Mon. Jan 25th, 2021

By Ninni Karmini, The Associated Press

Jakarta, Indonesia (AP) – Indonesian naval divers scoured the Java Sea floor on Monday as they hunted the black boxes of the Srivijaya air jet that capsized with 62 people over the weekend.

The Boeing 737-500 jet went missing minutes after it took off from Indonesia’s capital, Jakarta, during heavy rain on Saturday, and so far the search has found aircraft parts and human remains but no sign of survival.

Authorities have said that signals were found from a box with cockpit voice and flight data recorders between Lankung and Laki islands in the Thousand Island chain north of Jakarta. Authorities said they marked a location from where the sounds were being emitted from the black box, which separated from the plane’s tail when it fell into the sea.

The cockpit voice recorder interacts between the pilots, and the data recorder tracks electronic information such as airspeed, altitude, and vertical acceleration. When found, they will be taken to the port and handed over to the National Transportation Safety Committee supervising the crash investigation.

More than a dozen helicopters, 53 Navy ships and 20 boats, and 2,600 rescuers have been searching since Sunday and have found parts of the aircraft in water at a depth of 23 meters (75 ft), continuing the search in the area Leading rescue teams for.

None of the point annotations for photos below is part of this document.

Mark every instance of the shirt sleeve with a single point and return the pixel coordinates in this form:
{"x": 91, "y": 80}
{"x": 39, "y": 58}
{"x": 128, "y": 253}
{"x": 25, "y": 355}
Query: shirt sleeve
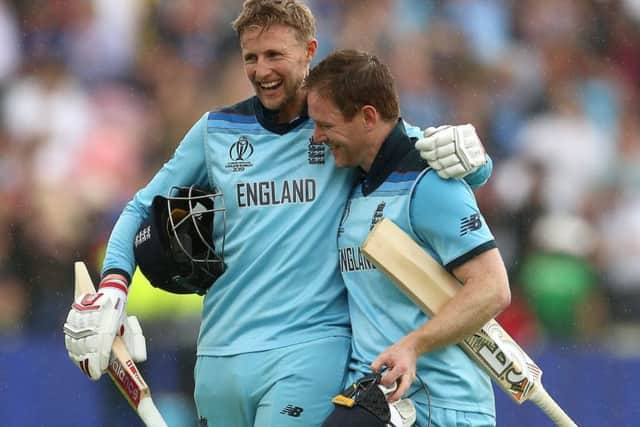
{"x": 186, "y": 167}
{"x": 445, "y": 216}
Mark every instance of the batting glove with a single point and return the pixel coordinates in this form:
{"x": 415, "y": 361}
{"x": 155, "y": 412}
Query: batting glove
{"x": 92, "y": 324}
{"x": 452, "y": 151}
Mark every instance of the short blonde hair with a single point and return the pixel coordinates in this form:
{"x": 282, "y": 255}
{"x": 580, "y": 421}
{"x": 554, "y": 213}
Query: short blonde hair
{"x": 264, "y": 13}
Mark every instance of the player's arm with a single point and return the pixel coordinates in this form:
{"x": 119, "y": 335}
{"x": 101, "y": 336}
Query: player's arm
{"x": 485, "y": 292}
{"x": 95, "y": 318}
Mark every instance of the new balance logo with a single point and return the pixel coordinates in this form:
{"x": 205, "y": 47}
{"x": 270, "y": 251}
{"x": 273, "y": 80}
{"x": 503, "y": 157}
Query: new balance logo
{"x": 469, "y": 224}
{"x": 292, "y": 411}
{"x": 142, "y": 236}
{"x": 377, "y": 215}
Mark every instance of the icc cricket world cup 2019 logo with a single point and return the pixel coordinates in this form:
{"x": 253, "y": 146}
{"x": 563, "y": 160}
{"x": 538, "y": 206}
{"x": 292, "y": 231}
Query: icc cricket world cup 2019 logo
{"x": 239, "y": 154}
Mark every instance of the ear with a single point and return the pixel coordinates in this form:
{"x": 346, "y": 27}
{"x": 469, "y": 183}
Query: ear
{"x": 369, "y": 116}
{"x": 312, "y": 49}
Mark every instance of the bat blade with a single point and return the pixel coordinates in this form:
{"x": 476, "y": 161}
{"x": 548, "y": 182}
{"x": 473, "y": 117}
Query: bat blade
{"x": 430, "y": 287}
{"x": 122, "y": 370}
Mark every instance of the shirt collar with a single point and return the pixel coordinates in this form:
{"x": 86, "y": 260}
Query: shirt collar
{"x": 269, "y": 118}
{"x": 394, "y": 148}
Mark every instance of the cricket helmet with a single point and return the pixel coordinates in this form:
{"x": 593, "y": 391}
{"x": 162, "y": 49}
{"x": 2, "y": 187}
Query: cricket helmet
{"x": 174, "y": 246}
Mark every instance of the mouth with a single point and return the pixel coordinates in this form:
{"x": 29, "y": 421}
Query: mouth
{"x": 268, "y": 87}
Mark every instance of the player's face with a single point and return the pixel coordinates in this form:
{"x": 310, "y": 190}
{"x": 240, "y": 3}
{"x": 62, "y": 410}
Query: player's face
{"x": 346, "y": 139}
{"x": 276, "y": 63}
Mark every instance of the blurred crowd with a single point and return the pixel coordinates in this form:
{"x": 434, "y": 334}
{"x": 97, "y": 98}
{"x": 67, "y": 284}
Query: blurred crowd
{"x": 96, "y": 94}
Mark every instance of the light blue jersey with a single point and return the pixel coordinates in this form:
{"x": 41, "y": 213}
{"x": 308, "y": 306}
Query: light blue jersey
{"x": 443, "y": 217}
{"x": 284, "y": 197}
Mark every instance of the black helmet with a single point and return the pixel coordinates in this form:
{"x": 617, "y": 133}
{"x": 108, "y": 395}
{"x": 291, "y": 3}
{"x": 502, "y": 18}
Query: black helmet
{"x": 174, "y": 247}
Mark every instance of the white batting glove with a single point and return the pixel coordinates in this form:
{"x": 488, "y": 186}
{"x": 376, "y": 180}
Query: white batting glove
{"x": 452, "y": 151}
{"x": 92, "y": 324}
{"x": 403, "y": 413}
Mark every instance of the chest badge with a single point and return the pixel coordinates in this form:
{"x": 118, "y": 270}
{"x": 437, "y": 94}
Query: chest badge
{"x": 239, "y": 154}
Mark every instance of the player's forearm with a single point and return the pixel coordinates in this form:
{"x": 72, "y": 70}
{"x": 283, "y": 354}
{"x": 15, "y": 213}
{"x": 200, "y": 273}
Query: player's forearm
{"x": 484, "y": 295}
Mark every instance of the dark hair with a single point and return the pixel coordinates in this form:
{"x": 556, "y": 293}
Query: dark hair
{"x": 264, "y": 13}
{"x": 353, "y": 79}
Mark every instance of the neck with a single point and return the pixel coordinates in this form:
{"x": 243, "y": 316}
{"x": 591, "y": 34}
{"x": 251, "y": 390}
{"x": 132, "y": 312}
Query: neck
{"x": 291, "y": 110}
{"x": 377, "y": 137}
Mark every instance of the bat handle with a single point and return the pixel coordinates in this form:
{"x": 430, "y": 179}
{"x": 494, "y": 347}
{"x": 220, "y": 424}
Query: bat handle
{"x": 150, "y": 414}
{"x": 541, "y": 397}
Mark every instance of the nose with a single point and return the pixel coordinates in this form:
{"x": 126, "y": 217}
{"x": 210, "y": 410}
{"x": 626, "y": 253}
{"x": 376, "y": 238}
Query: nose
{"x": 262, "y": 69}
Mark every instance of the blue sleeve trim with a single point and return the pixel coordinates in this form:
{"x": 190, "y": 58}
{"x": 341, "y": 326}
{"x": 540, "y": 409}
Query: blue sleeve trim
{"x": 117, "y": 271}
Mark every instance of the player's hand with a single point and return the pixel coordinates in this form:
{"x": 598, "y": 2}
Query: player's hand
{"x": 92, "y": 324}
{"x": 400, "y": 360}
{"x": 452, "y": 151}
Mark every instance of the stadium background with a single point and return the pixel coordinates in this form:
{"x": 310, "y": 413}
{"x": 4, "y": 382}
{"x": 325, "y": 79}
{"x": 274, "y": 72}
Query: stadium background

Bagas Puruhito, head of the National Search and Rescue Agency, said divers were looking for an identified target 20 meters (65 ft) below sealed soil using high-tech “ping locator” equipment.

Television footage showed landing gear, wheels and a jet engine among the parts found, while other rescue teams brought several body bags containing human remains to the police hospital in East Jakarta for identification.

Searchers have sent 17 body bags with human remains to police identification experts, who said Monday that they would identify their first victim, a 29-year-old man, Oki Bism, a flight attendant.

The chairman of the Transport Committee, Soergento Tjahjono, said that black boxes can give valuable information to investigators. Once the device is found and taken to the investigators’ facility, it will take three to five days to dry and clean the device and download its data, Tjahjono said.

Tazhajono revealed a possible midair breakup after explorers saw the wreck situation.

He said that the water was intact when the plane sank and it broke due to the impact of the water. He said the debris was concentrated in one area, while a midair explosion would have caused the debris to spread over a larger area.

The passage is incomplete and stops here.